Charles de Foucauld: lexicógrafo

La conversión de un canonizado

Uno de los secretos que el sacerdote Henri Huvelin (1830-1910) se llevó a la tumba fue el del contenido de algunas de sus conversaciones con Émile Littré (1801-1881), el autor del “Dictionnaire de la langue française”, al que Huvelin había ido a ver, en 1878, para hacerle una consulta, «de historiador a historiador», acerca de cierto tema en el que se hallaba interesado.

Littré, que era de procedencia familiar protestante, pero alejado de las prácticas religiosas, positivista y miembro de la Logia del Gran Oriente, enfermó en 1880 y su mujer, católica, quiso que, antes de morir, hablase con un sacerdote. Pensó, entre otros, en Huvelin. Y, habiéndose puesto en contacto con él, le rogó que fuera a su casa para que tratase con su marido de los asuntos que atañen al final de una vida. Fue.

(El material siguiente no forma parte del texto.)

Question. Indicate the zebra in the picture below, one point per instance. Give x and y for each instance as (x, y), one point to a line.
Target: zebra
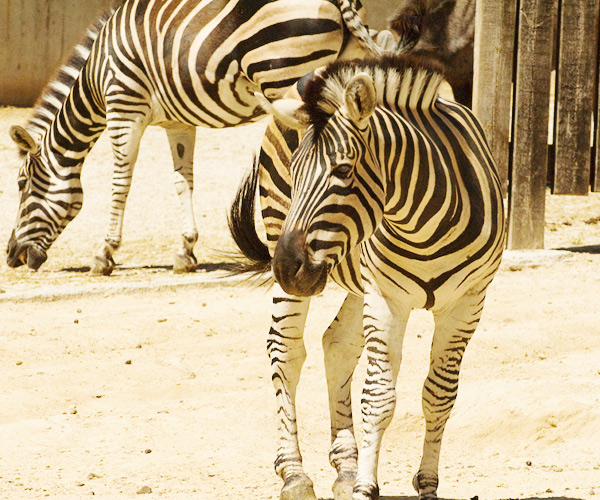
(178, 64)
(377, 182)
(444, 29)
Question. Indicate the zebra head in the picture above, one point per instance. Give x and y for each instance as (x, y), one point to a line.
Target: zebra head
(337, 187)
(48, 201)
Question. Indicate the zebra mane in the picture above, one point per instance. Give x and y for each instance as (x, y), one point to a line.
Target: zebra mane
(57, 89)
(402, 81)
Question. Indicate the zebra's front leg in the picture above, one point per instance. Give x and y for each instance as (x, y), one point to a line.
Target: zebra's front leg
(454, 327)
(285, 346)
(125, 138)
(182, 141)
(384, 325)
(342, 345)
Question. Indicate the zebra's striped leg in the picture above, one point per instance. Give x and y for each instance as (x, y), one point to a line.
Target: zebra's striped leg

Desde entonces, el sacerdote visitaba frecuentemente el hogar de los Littré y, en aquellos encuentros, Émile iba abriéndose y mostrando, poco a poco, las interioridades de su alma a aquel interlocutor sabio, prudente, comprensivo, profundo y cercano que Dios había puesto en su camino, hasta el punto de que llegó a considerar la posibilidad de recibir el bautismo. Y así tuvo lugar la singular “conversión” del autor del “Diccionario de la lengua francesa”.

No sería la única que se produjo bajo la guía de Henri Huvelin. Pero, de todas, la más famosa fue la de Charles de Foucauld (1858-1916). En la iglesia parisina de Saint-Augustin hay una placa, en una capilla lateral, junto a un confesonario, en la que se recuerda que, allí, en octubre de 1886, confesándose con l’abbé Huvelin, se convirtió Foucauld.

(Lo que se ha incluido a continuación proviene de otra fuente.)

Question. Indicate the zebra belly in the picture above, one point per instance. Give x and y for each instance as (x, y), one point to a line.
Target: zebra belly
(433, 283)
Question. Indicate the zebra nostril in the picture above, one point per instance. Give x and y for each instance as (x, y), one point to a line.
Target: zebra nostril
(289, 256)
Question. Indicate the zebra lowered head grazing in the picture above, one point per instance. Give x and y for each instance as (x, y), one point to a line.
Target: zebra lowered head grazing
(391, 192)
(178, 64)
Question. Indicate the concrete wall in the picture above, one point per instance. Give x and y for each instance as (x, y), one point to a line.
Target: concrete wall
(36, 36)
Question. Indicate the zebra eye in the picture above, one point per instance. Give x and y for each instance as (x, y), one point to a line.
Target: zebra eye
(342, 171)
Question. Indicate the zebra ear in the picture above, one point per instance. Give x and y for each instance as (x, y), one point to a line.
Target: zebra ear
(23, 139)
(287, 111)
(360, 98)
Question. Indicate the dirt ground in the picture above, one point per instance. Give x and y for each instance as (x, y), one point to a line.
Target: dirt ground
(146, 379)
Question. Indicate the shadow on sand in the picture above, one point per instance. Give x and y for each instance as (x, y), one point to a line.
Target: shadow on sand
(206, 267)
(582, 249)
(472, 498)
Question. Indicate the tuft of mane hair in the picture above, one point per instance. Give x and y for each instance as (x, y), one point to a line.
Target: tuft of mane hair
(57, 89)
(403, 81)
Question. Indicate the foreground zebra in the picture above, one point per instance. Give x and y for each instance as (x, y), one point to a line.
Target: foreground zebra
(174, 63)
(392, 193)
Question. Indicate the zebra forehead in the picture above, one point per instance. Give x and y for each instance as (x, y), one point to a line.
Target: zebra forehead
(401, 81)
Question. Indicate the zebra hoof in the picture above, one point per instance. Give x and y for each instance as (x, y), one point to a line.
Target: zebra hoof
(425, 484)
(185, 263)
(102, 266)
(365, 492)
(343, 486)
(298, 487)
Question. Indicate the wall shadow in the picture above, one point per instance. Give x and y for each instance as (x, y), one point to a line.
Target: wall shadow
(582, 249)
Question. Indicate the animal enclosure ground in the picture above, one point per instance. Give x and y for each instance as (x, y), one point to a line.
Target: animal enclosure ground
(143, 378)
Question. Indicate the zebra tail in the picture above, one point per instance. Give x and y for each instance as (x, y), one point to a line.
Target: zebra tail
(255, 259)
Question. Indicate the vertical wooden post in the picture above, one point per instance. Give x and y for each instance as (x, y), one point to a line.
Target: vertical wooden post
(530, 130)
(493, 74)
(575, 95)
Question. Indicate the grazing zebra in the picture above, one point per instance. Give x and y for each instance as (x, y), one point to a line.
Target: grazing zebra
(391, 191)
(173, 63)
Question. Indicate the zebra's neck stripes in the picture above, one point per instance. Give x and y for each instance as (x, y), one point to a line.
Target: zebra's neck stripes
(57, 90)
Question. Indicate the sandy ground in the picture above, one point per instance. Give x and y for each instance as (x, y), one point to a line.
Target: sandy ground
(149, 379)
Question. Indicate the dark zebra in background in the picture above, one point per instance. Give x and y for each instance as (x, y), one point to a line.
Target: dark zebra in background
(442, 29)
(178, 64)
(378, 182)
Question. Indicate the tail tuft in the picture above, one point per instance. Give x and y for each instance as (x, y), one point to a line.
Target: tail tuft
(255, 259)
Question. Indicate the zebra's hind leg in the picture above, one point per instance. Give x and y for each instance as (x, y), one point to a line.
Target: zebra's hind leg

Charles de Foucauld, que hoy, domingo 15 de mayo, será canonizado en Roma por el Papa Francisco, acudió a la iglesia para charlar acerca de la fe católica. Y se dirigió al confesonario en el que estaba sentado Huvelin, quien, en vez de entrar en dialécticas de nunca acabar, le sugirió que se confesase. Foucauld dijo que no era creyente. Huvelin insistió. Foucauld se resignó. Y se confesó.

Y a continuación recibió la comunión. En ese mismo instante, una paz luminosa, suave y transformadora inundó su alma. «Desde aquel día, mi vida no ha sido otra cosa que un encadenamiento de bendiciones… de gracias siempre crecientes, … una marea que sube y sube constantemente», escribió más tarde.

Anduvo luego por monasterios, viajó a Tierra Santa, fue ordenado sacerdote, marchó a Argelia, se instaló en Béni Abbès, primero, y en Tamanrasset, después. Y, estando entre las gentes del desierto, acopió vocablos locales, los tradujo, los ordenó y compuso, sin llegar a verlo impreso, su “Dictionnaire touareg-français. Dialecte de l’Ahaggar».

Es impresionante. Son dos mil veintiocho hojas manuscritas, que L’Harmattan publicó, en 2005, en segunda edición, en cuatro volúmenes. La letra es pequeña, clara, bien trazada y maravillosamente alineada. Y así en los dos mil folios. Con dibujos, tablas, mapas y gráficos. Y tachaduras. Al verlas he recordado aquello que dijo Eduardo Galeano acerca de las enmiendas literarias: «Por Juan Rulfo aprendí que también se escribe con la otra punta del lápiz, la de la goma de borrar».

Tengo los cuatro volúmenes y creo que nunca me he sentido tan perdido en el manejo de una obra como lo estoy con ésta cuando trato de adentrarme en ella. Las raíces, las flexiones, las acepciones, el orden del alfabeto, las glosas, las referencias y las ilustraciones sólo las entenderán las personas familiarizadas con el dialecto de l’Ahaggar y otros afines.

En el prólogo de la primera edición, de 1951, André Basset la aclamó como superior a todas las anteriores existentes en el universo lingüístico tuareg y bereber, aun con las posibles discrepancias a que hubiere lugar. Lo cierto es que este tipo de trabajos no se pasan nunca. Siempre habrá que recurrir a ellos.

Foucauld recopiló también poemas y textos en prosa transmitidos oralmente entre los nómadas y moradores del desierto. Y labores como la suya, no solo contribuyen a un mayor y más completo conocimiento de las lenguas y de las costumbres de los pueblos de la tierra, y de otras realidades humanas, sino que muestran de modo irrefragable el valioso servicio que los santos ofrecen a la sociedad en los diversos ámbitos del saber, y, en el caso concreto de San Carlos de Foucauld, los de la lexicografía, la lingüística, la literatura, la geografía, la historia y la etnografía.